S is for Sarah Turner Powers although there are many, many Sarahs in the family to choose from.  Sarah (Sally) Turner was the daughter of a former slave, John Turner, and his freeborn wife Patience and was born in Marion County, SC.  She married a white man, John Powers, by whom she had 4 children before she kicked him out for wasting away her inheritance.  She later moved with her children first to Alabama and then to Georgia.

T is for Trenilla Patrick Becham - my aunt by marriage.  Another loved memory.

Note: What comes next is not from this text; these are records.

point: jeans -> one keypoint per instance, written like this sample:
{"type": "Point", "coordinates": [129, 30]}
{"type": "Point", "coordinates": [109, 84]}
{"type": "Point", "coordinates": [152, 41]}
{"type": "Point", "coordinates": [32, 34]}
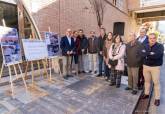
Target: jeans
{"type": "Point", "coordinates": [83, 63]}
{"type": "Point", "coordinates": [93, 62]}
{"type": "Point", "coordinates": [100, 64]}
{"type": "Point", "coordinates": [107, 71]}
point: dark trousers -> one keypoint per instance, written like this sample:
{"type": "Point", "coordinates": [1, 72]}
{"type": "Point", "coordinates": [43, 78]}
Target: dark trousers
{"type": "Point", "coordinates": [100, 64]}
{"type": "Point", "coordinates": [107, 71]}
{"type": "Point", "coordinates": [116, 77]}
{"type": "Point", "coordinates": [140, 78]}
{"type": "Point", "coordinates": [75, 59]}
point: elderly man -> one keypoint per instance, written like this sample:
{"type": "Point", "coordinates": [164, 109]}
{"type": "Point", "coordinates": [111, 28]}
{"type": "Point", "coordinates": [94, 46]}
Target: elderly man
{"type": "Point", "coordinates": [67, 46]}
{"type": "Point", "coordinates": [143, 39]}
{"type": "Point", "coordinates": [133, 49]}
{"type": "Point", "coordinates": [153, 59]}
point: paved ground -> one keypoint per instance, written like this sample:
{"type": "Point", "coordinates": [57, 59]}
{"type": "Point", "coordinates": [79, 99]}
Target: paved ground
{"type": "Point", "coordinates": [79, 95]}
{"type": "Point", "coordinates": [161, 109]}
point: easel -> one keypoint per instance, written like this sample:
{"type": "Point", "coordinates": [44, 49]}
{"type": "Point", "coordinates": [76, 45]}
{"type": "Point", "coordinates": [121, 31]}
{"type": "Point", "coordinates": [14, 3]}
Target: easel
{"type": "Point", "coordinates": [9, 66]}
{"type": "Point", "coordinates": [53, 62]}
{"type": "Point", "coordinates": [16, 74]}
{"type": "Point", "coordinates": [44, 62]}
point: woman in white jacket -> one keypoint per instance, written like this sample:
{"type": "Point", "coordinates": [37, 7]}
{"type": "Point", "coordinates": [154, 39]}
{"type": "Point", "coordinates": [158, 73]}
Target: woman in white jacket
{"type": "Point", "coordinates": [117, 52]}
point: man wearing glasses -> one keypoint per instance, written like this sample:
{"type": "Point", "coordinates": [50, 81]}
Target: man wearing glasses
{"type": "Point", "coordinates": [67, 46]}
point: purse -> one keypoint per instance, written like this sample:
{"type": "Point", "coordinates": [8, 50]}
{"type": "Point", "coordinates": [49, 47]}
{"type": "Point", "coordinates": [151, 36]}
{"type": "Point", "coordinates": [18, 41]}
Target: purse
{"type": "Point", "coordinates": [113, 63]}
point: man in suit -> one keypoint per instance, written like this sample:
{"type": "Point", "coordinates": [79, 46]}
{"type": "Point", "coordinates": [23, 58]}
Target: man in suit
{"type": "Point", "coordinates": [143, 39]}
{"type": "Point", "coordinates": [153, 59]}
{"type": "Point", "coordinates": [67, 46]}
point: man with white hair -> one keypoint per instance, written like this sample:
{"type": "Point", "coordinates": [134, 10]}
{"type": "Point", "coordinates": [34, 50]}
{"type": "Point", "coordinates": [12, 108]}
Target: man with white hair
{"type": "Point", "coordinates": [143, 39]}
{"type": "Point", "coordinates": [68, 47]}
{"type": "Point", "coordinates": [153, 59]}
{"type": "Point", "coordinates": [133, 49]}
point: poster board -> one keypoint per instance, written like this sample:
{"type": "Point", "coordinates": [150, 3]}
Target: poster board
{"type": "Point", "coordinates": [10, 46]}
{"type": "Point", "coordinates": [53, 43]}
{"type": "Point", "coordinates": [35, 49]}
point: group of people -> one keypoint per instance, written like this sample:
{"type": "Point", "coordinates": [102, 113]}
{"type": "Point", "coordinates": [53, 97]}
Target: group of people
{"type": "Point", "coordinates": [142, 55]}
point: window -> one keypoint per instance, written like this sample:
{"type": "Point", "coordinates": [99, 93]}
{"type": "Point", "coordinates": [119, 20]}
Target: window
{"type": "Point", "coordinates": [119, 4]}
{"type": "Point", "coordinates": [145, 3]}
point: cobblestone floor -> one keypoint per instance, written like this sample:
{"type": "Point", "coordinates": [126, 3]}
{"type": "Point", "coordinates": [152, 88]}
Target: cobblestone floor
{"type": "Point", "coordinates": [78, 95]}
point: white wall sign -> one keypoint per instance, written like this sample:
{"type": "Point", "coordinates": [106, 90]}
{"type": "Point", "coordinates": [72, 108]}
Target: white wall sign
{"type": "Point", "coordinates": [52, 41]}
{"type": "Point", "coordinates": [34, 49]}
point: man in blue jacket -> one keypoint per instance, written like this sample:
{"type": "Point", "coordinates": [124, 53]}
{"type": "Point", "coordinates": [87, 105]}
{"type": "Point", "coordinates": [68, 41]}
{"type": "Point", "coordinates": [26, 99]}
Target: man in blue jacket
{"type": "Point", "coordinates": [153, 59]}
{"type": "Point", "coordinates": [143, 40]}
{"type": "Point", "coordinates": [67, 46]}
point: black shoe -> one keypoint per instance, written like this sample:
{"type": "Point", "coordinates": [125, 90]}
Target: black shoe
{"type": "Point", "coordinates": [70, 76]}
{"type": "Point", "coordinates": [134, 92]}
{"type": "Point", "coordinates": [140, 88]}
{"type": "Point", "coordinates": [107, 79]}
{"type": "Point", "coordinates": [157, 102]}
{"type": "Point", "coordinates": [111, 84]}
{"type": "Point", "coordinates": [128, 88]}
{"type": "Point", "coordinates": [117, 86]}
{"type": "Point", "coordinates": [144, 96]}
{"type": "Point", "coordinates": [99, 75]}
{"type": "Point", "coordinates": [65, 77]}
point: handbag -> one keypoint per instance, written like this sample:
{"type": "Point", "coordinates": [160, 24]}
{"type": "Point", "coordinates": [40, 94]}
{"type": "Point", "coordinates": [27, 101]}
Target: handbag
{"type": "Point", "coordinates": [113, 63]}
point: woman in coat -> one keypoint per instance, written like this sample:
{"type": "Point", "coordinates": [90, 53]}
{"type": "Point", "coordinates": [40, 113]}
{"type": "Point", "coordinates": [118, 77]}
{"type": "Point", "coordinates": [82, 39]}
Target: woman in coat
{"type": "Point", "coordinates": [107, 45]}
{"type": "Point", "coordinates": [116, 53]}
{"type": "Point", "coordinates": [76, 53]}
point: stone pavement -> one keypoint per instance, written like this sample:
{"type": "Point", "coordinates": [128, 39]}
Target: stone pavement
{"type": "Point", "coordinates": [85, 94]}
{"type": "Point", "coordinates": [161, 109]}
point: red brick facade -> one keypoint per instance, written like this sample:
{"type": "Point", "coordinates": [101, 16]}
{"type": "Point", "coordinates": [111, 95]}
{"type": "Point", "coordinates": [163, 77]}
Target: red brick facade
{"type": "Point", "coordinates": [75, 14]}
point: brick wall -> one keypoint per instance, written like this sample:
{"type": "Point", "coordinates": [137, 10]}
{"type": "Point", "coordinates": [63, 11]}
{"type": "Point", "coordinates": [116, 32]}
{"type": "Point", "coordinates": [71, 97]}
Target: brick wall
{"type": "Point", "coordinates": [75, 14]}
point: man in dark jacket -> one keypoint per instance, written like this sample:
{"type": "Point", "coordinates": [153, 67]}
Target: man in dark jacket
{"type": "Point", "coordinates": [92, 50]}
{"type": "Point", "coordinates": [67, 46]}
{"type": "Point", "coordinates": [101, 40]}
{"type": "Point", "coordinates": [153, 59]}
{"type": "Point", "coordinates": [143, 39]}
{"type": "Point", "coordinates": [83, 57]}
{"type": "Point", "coordinates": [133, 60]}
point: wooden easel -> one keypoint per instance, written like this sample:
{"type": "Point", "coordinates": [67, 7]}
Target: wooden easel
{"type": "Point", "coordinates": [53, 62]}
{"type": "Point", "coordinates": [9, 66]}
{"type": "Point", "coordinates": [44, 62]}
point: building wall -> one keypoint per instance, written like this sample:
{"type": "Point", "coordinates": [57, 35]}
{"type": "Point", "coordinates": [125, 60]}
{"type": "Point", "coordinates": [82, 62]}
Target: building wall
{"type": "Point", "coordinates": [75, 14]}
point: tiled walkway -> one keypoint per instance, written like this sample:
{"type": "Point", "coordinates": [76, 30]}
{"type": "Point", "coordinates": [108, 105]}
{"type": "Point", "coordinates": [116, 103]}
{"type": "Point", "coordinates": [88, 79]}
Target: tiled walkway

U is for Ursula Thompson, born about 1745 in Virginia, she is the sister to my ancestor Patience Thompson Glenn, so my 7X great-aunt.  Not that she was memorable but it turns out that she is the only woman in the family I can find whose first, last or nickname starts with U.  She married Thomas Ray.

V is for Viola Wade Becham, my grandmother and mother to my grandfather's youngest 3 children.

W is for Sarah Wooten, who was born about 1729 in Somerset County, MD.  She married John Lord in 1745 in Sussex County, DE, which was at the time a neighboring county.  Her parents were John Wooten and Margaret Davis.

X - Stretching this one but the only person in the tree who starts with X is a Xavier.  Next best is EXie Dickson Carr, who was a cousin by her marriage to my grandfather Garner's 2nd cousin Linton Stephens Carr.

Y is for Eva Lou Young Ward, since the only woman I have with a name beginning in Y is still living so does not qualify.  Eva Lou was not really my family, but she is the grandmother of many of my cousins, so she goes here.  She died in 2009 at the age of 94, having survived her husband Fletcher Claude Ward by 25 years.

Z is for Zelma Evans, a cousin.  Born in 1919 in Irwin county, GA to Carrie Morris and Robert Evans, making her my 2nd cousin 2x removed.  She died in 1967 and is buried near her parents. She is like so many unmarried women in the records.  I know when she was born, when she died and where she was buried but find nothing in between.   She was listed in 1940 as not having attended school and being unable work, so it is likely that she lived at home her entire life.